Diagnosis: Retrosternal goiter
A retrosternal goiter was the most plausible diagnosis because of the patient’s advanced age, the asymptomatic behavior of the tumor, and its development over several years. The multilobular heterogenous appearance in the CT scan supported this diagnosis and made other disorders, such as thymoma and non-Hodgkin’s disease (to be discussed in a bit) very unlikely. In addition, the noninfiltrative behavior of the tumor suggested a benign mass, and CT images obtained from the neck (not shown) demonstrated that the mass originated from the right thyroid lobe without infiltrative or obstructive growth.
Benign mediastinal goiters are relatively common in adults, and the incidence increases with age.1,2 When a goiter affects adjacent structures or obstructs the trachea, common symptoms include dyspnea, wheezing, coughing, jugular vein compression, dysphagia, vocal cord palsy, phrenic nerve palsy, and Horner’s syndrome.
Differential diagnosis includes thymomas and thymic carcinomas
Masses in the anterior mediastinum comprise a variety of pathologic entities and are more likely to be malignant than masses in other mediastinal compartments.3 The most common lesions are thymomas and thymic carcinomas, lymphomas, germ cell tumors, intrathoracic thyroid or parathyroid lesions, and metastases. Up to 50% of mediastinal tumors are detected incidentally, and cause few—if any—symptoms.4,5
Thymoma and thymic carcinomas represent approximately 20% of the cases of primary anterior mediastinal masses, and can be invasive. In addition, myasthenia gravis or tumor-related syndromes are very suggestive of thymoma.6 CT or magnetic resonance imaging (MRI) studies may help to differentiate the mass in the anterior mediastinum, but histopathological analysis is required to establish a definitive diagnosis.

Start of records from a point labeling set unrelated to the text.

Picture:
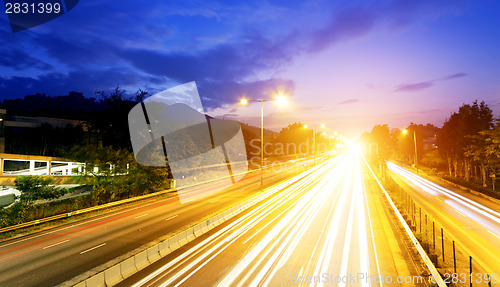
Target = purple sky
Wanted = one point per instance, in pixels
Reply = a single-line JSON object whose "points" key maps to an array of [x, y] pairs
{"points": [[347, 64]]}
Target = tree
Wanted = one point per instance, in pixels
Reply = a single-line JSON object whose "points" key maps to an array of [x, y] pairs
{"points": [[456, 133], [35, 187]]}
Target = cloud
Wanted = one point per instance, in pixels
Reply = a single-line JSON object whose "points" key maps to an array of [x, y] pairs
{"points": [[454, 76], [349, 101], [424, 85], [101, 45], [414, 87]]}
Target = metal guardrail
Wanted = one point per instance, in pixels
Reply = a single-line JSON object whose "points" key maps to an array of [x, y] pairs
{"points": [[119, 202], [436, 276]]}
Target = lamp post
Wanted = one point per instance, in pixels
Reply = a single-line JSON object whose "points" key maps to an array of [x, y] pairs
{"points": [[405, 131], [314, 142], [246, 101]]}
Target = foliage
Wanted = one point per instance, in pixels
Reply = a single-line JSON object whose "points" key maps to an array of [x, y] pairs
{"points": [[114, 173], [35, 187]]}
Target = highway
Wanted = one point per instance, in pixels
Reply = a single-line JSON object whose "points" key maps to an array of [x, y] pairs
{"points": [[472, 221], [53, 256], [333, 227]]}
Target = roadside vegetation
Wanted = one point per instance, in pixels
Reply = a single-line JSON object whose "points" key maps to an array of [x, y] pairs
{"points": [[465, 150]]}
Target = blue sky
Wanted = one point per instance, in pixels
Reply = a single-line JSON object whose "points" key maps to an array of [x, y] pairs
{"points": [[348, 64]]}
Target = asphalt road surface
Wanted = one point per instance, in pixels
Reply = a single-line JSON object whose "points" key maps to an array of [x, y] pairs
{"points": [[472, 221], [333, 227], [53, 256]]}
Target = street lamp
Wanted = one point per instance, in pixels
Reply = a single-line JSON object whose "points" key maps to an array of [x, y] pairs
{"points": [[314, 141], [405, 131], [279, 98]]}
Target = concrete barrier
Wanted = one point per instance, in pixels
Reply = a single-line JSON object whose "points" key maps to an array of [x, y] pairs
{"points": [[173, 243], [141, 260], [153, 254], [190, 234], [164, 249], [112, 276], [96, 280], [226, 215], [127, 267], [208, 224], [182, 238], [197, 230]]}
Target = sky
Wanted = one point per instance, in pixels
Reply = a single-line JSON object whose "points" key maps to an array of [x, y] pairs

Lymphomas account for 10% to 20% of primary anterior mediastinal masses. While Hodgkin’s lymphoma predominantly occurs in the third and fourth decade, non-Hodgkin’s disease may affect people at any age.7,8 Most patients are symptomatic at the time of diagnosis, complaining of fever, weight loss, and night sweats. Diagnosis is suggested by a CT scan showing a lobulated mass, but confirmatory histology is necessary to guide treatment and may be accomplished by needle biopsy or lymph node excision on a different body site.

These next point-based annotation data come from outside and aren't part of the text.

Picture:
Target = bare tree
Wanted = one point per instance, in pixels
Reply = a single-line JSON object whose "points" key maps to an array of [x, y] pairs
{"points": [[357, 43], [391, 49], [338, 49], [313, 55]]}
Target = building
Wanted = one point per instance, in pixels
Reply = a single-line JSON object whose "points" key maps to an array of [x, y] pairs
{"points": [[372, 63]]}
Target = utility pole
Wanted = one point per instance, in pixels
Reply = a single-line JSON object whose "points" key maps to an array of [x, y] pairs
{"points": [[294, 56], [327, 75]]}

Germ cell tumors represent 15% of anterior mediastinal masses, with an even higher share in children, and include benign teratoma, seminomas, and nonseminomatous germ cell tumors.9 CT and MRI studies may help to clarify the relationship of the tumor tissue to surrounding structures. While teratomas are most likely to occur in children and young adults (and contain various amounts of tissue derived from the ectoderm, endoderm, and mesoderm), seminomas occur predominantly in young men between 20 and 40 years of age (and often have cellular heterogeneity and contain elements of embryonal malignancy).10,11 Seminomas are the most common malignant germ cell tumors, but need to be distinguished from nonseminomatous germ cell tumors; serum levels for alpha-fetoprotein and beta-human chorionic gonadotropin may help, but fine needle aspiration cytology is definitely needed.